Embora a sua permanência à frente da mais Alta Corte seja breve, pois deverá aposentar-se em setembro, por implemento da idade, o ex-advogado e antigo Conselheiro Federal da OAB não perdeu a oportunidade de sugerir aos demais Poderes uma atuação conjunta: “Proponho aos Três Poderes da República a celebração de um pacto. O que me parece mais simples e, ao mesmo tempo necessário, que é um pacto do mais decidido, reverente e grato cumprimento da Constituição”.
Não menos significativa foi a sua disposição em resguardar a moralização na politica, exaltando o papel do Judiciário no cumprimento desta tarefa. Ressaltou, ainda, a importância da Lei da Ficha Limpa e a necessidade da administração pública transparente.

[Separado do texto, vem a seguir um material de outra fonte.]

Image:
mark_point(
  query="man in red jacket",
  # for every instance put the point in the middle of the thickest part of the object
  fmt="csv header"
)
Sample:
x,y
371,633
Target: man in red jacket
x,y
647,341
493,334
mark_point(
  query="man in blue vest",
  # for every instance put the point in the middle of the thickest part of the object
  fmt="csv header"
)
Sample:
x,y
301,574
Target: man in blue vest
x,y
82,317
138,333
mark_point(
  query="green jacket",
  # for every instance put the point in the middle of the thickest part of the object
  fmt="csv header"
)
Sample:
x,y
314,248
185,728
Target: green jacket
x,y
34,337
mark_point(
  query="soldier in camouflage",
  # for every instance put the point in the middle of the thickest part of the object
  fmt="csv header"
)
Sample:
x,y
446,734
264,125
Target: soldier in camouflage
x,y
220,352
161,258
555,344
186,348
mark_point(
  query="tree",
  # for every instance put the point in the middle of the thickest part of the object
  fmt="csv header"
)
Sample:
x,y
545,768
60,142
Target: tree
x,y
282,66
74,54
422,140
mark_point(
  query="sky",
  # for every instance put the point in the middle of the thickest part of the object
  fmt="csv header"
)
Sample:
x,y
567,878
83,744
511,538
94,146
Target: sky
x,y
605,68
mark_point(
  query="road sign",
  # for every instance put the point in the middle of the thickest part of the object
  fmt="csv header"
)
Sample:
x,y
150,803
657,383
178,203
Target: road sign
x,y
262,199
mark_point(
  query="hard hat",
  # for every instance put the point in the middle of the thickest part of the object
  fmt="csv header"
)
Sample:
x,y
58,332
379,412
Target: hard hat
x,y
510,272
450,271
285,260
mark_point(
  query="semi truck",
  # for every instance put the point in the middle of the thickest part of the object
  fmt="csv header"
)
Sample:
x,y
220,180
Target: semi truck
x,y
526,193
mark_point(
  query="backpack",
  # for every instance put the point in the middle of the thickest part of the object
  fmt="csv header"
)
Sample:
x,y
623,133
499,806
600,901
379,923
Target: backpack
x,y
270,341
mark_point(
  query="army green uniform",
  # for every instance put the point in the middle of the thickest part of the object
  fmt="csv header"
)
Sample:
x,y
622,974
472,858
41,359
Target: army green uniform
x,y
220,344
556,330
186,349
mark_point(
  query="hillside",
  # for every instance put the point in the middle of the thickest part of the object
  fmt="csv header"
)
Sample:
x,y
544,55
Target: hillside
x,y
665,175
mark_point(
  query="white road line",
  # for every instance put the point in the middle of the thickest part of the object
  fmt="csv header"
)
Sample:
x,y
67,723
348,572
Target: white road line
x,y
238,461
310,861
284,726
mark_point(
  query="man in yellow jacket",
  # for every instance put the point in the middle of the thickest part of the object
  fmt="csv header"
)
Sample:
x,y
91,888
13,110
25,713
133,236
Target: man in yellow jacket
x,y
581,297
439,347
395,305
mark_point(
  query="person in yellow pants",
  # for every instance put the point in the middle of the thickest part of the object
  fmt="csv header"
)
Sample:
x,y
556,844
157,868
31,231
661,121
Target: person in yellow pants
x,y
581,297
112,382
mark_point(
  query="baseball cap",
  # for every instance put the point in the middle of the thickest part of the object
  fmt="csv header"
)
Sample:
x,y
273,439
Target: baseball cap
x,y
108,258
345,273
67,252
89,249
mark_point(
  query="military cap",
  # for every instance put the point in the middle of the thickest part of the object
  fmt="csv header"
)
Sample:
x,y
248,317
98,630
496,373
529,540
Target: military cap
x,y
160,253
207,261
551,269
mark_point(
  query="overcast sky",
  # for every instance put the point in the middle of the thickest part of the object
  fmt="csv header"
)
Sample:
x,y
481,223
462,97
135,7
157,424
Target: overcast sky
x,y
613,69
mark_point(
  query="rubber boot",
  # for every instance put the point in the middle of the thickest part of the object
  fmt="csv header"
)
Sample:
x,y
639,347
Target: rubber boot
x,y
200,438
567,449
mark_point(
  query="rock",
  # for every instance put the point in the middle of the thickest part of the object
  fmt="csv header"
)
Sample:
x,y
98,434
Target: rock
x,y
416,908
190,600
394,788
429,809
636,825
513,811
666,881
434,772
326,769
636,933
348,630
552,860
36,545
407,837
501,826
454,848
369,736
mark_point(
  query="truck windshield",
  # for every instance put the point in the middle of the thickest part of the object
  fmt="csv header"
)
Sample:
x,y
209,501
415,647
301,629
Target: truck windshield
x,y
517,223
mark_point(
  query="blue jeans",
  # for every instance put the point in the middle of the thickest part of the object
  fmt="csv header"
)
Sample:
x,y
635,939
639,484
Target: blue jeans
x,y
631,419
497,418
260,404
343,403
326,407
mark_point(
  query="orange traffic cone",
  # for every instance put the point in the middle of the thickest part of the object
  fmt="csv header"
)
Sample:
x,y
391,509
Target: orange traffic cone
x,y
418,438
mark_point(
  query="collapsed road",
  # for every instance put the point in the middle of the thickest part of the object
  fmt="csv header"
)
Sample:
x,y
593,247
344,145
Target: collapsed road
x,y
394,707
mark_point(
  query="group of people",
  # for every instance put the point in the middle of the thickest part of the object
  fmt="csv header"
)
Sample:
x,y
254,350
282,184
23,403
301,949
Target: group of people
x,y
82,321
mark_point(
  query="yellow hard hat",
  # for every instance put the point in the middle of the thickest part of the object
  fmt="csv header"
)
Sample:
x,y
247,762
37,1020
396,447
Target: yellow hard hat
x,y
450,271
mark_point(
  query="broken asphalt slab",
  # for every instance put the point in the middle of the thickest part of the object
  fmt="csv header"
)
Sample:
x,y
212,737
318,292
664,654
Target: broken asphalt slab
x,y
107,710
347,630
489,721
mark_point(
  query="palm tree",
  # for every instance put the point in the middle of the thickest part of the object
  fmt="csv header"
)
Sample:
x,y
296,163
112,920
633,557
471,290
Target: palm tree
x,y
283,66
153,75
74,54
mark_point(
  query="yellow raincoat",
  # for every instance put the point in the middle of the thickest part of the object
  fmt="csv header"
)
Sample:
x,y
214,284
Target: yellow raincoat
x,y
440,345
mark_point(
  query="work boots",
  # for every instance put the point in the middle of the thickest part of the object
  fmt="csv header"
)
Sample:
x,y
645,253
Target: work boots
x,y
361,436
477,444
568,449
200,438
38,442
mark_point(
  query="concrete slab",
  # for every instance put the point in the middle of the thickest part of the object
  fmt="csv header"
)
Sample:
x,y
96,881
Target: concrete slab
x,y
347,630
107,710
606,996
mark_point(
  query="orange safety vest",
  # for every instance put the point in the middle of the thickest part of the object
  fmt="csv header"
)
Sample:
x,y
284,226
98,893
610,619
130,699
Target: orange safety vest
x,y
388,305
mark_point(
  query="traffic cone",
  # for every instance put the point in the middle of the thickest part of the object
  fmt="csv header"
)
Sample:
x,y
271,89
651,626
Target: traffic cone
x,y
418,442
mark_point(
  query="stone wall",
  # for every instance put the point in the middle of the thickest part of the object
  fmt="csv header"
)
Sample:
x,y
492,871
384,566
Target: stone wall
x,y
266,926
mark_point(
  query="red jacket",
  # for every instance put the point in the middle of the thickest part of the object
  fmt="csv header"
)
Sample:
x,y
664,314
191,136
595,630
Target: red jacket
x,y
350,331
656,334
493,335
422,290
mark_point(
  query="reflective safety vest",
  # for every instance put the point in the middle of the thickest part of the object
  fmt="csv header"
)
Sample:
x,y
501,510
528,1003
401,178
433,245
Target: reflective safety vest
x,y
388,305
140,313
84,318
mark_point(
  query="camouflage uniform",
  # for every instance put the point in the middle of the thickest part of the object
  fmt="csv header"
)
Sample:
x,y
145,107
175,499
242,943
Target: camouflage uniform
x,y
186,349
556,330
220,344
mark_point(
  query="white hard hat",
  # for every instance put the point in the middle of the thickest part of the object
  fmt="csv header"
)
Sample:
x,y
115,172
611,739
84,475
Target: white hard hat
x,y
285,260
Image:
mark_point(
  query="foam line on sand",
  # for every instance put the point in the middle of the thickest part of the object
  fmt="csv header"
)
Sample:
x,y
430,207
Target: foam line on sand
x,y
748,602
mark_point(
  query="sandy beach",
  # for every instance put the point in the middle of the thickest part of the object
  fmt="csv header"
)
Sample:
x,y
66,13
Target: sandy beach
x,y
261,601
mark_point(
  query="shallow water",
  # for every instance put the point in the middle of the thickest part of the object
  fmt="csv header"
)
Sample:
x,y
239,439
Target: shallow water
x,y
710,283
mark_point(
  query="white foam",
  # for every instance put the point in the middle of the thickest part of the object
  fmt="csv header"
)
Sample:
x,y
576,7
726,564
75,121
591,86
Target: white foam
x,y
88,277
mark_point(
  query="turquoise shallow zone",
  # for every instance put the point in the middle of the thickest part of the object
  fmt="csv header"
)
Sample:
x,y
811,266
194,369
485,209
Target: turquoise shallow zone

Ainda, neste diapasão, acrescentou que a consciência do juiz é fruto do “casamento entre o pensamento e o sentimento (…) corresponde àquilo que a literatura mística chama de ‘terceiro olho’”. Trata-se, pois, do “único olho que não é visto, mas que, justamente, pode ver tudo”.
Assim se manifestando, o Presidente revelou sua fidelidade ao art. 5º da lei de Introdução do Código Civil, que, desde 1942, estabelece: “Na aplicação da lei, o juiz atenderá aos fins sociais e às exigências do bem comum”.
De perfil liberal, sempre disposto a apaziguar as dissensões internas, Carlos Britto também já relatou, com absoluta independência e firmeza, recursos controvertidos, tais como o que autorizou pesquisas com células embrionárias, a demarcação contínua da reserva indígena Raposa Serra do Sul e a união civil entre pessoas do mesmo sexo.
No momento – segundo declarou à imprensa –, a sua prioridade está focada no julgamento do mensalão pela Suprema Corte, o que deverá ocorrer tão logo seja concluída a revisão dos autos pelo ministro Ricardo Lewandowski.
Além desse controvertido processo, que terá induvidosas repercussões politicas, competirá ao Supremo, ainda, enfrentar, nos próximos meses, questões de relevante valor social, como a retomada da discussão das quilombadas, as cotas raciais, o poder de investigação do Ministério Público e a constitucionalidade dos planos econômicos do final dos anos 1980 e começo de 1990.
Certo, porém, que, sendo o ministro Ayres Britto dotado de sólida cultura na área do Direito Constitucional e de sensibilidade, reafirmada em sua fala inaugural, estará apto a levar a bom termo a missão em que foi investido.